Serious about getting rid of non-core businesses, agro processing and distribution company, Jamaica Producers Group (JP), has off-loaded its loss-making desserts subsidiary for $400 million.
The conglomerate has sold Serious Dessert Limited, a United Kingdom-based operation, to another UK company, Noble Foods Limited, announcing the deal on Friday.
Serious Desserts, which makes products like key lime pie, cheese cake and crème brûlée, is a three-year-old company that turned over £2.9 million in 2007, or less than three per cent of group revenues - not enough to turn a profit.

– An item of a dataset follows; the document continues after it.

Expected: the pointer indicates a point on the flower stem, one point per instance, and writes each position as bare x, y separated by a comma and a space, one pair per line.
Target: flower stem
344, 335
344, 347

"Our diversification into new product categories in recent years has meant that our core juice operation, the largest part of our business, has not enjoyed the level of focus that I believe is necessary at this time," said JP group managing director, Jeffrey Hall, commenting on the rationale for the sale.
Serious Desserts was part of JP's Serious Foods group, whose core business is juices and smoothies - a segment that JP has touted as having strong promise.
But the desserts business has never warmed up.
In 2006 and again in 2007, chairman Charles Johnston informed shareholders in statements published in the company's annual reports, that the desserts business continued to experience start-up losses, and getting to the break-even point was taking longer than expected.
The conglomerate is now piloting its companies through a reorganisation of the group.
JP, which last year reshaped its team after the retirement of managing director Dr Marshall Hall - now replaced by his son - is attempting to steer itself out of the red and back to profitability through cost cuttings, a realignment of assets through sales and new acquisitions, and containment of expenses that included a cut in management and other staff.
Last year, the company lost $479 million, which Jeffrey Hall said at the company's annual general meeting two weeks ago, was due to a dramatic 30 per cent spike in the cost of raw materials, higher fuel bill and flattened discretionary spending in the UK, where JP earns 85 per cent of total revenue.
More than 80 per cent of the group's business is in food processing and distribution.
The sale cuts JP's active subsidiaries from 30 to 29.